Many a times, the host is confused as to how many
would attend the function and just makes a wild guess. He then either over prepares
or underprepares. In both ways he is in a fix. If he over prepares he may end
up wasting the food and if he has underprepared, he would be left in an
embarrassing situation. Why should we leave the host in such a tricky
situation? Why not help the host to plan, by confirming whether we will come or
not come.
We
quiet often get to see this phrase R.S.V.P in the bottom of few invitation
cards. R.S.V.P is the abbreviation of a French term répondez s'il vous plait, which means, “Request for your Response”. The
idea behind using this phrase in the invitation, is to ascertain who and all
would be attending, so that the host can plan the Venue arrangement and food
preparation accordingly.
When we see a phrase like that in the invite card,
we are expected to confirm whether we would be attending or not attending. If
we would not be attending, we can send a note or make a call and say, “Thanks
for the invite, but sorry I will not be able to attend. Wishing the function
all success”. In case we would be attending, again it is appropriate to send a
note or make a call and say, “Thanks for the invite. I will be attending.I will
be accompanied by ………………. and we expect to reach there by …. time.” This will
give the host a great level of comfort, in preparing for the occasion. In this
way, we save him a lot of guess work and make his work lot easier.
But the sad fact is, we seldom respond to this. To
make it worse, we even promise we would come and end up not turning up. This
ends up in excessive wastage of food. As the host is concerned that there
should be ample quantity of food for all his guests, he always plans his
preparation for a higher number of people. But when people do not turn up, it
results in a huge wastage of food and resources.
When someone extends an invitation, I generally
have the practice of saying either I would come or not come, based onmy prior
travel plans or other appointments. But, then one of my family member told me,
that is not appropriate to deny an invitation, as it would hurt the sentiments
of the person who invites. He asked me to alternatively say, “I will try my
best to come”. Still that does not make sense to me.It is just like, telling a
lieusing a diplomatic approach.

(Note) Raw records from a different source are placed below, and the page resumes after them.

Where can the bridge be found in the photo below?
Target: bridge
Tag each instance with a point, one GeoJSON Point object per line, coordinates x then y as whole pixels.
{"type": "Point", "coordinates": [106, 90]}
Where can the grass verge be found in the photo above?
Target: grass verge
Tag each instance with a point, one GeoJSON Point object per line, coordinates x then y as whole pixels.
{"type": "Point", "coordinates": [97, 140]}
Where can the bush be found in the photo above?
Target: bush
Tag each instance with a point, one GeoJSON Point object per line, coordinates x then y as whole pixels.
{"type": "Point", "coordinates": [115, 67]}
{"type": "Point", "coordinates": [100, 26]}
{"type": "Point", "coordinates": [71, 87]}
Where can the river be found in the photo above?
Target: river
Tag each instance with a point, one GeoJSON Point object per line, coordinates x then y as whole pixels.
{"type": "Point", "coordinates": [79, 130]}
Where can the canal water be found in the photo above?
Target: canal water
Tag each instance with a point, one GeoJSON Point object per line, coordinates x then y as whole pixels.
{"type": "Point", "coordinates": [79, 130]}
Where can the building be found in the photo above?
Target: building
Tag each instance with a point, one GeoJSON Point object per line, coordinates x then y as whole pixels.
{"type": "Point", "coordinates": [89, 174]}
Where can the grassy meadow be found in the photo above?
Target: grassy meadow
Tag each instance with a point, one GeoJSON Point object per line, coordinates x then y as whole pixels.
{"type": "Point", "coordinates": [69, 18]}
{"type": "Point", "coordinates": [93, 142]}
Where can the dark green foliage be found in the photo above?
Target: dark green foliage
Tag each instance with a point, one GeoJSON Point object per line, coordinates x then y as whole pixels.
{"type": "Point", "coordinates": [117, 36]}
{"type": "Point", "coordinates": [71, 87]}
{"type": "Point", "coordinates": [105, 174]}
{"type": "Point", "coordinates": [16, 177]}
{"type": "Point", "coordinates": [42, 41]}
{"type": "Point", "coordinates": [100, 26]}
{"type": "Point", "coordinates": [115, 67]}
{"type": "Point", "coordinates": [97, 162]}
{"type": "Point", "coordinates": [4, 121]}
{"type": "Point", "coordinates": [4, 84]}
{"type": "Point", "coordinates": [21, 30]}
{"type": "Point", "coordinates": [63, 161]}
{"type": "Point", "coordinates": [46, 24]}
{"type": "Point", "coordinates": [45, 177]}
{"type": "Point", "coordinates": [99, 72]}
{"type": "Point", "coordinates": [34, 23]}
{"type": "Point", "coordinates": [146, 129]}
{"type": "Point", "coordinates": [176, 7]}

By creating a false anticipation, we are only
losing the trust of others.
A survey says that in a city like Bangalore the
annual amount of food wasted in weddings alone, is equivalent to 2.6 crore
meals. Why not do our part to reduce this wastage. Why get someone to make a
meal that we will not eat.
We need to cultivate the culture of responding to
invitations. There are so many things we like to adopt from the Western world,
why not learn this good practice.
Not just wedding occasions or birthday parties.
There are many official meeting, social meeting and club meetings for which we
receive an invite. Whenever there is a R.S.V.P, let us develop the courtesy to
call or key in a line of acceptance or decline. By doing so, we not only save
the host from undue anticipation, but also we help him save his money.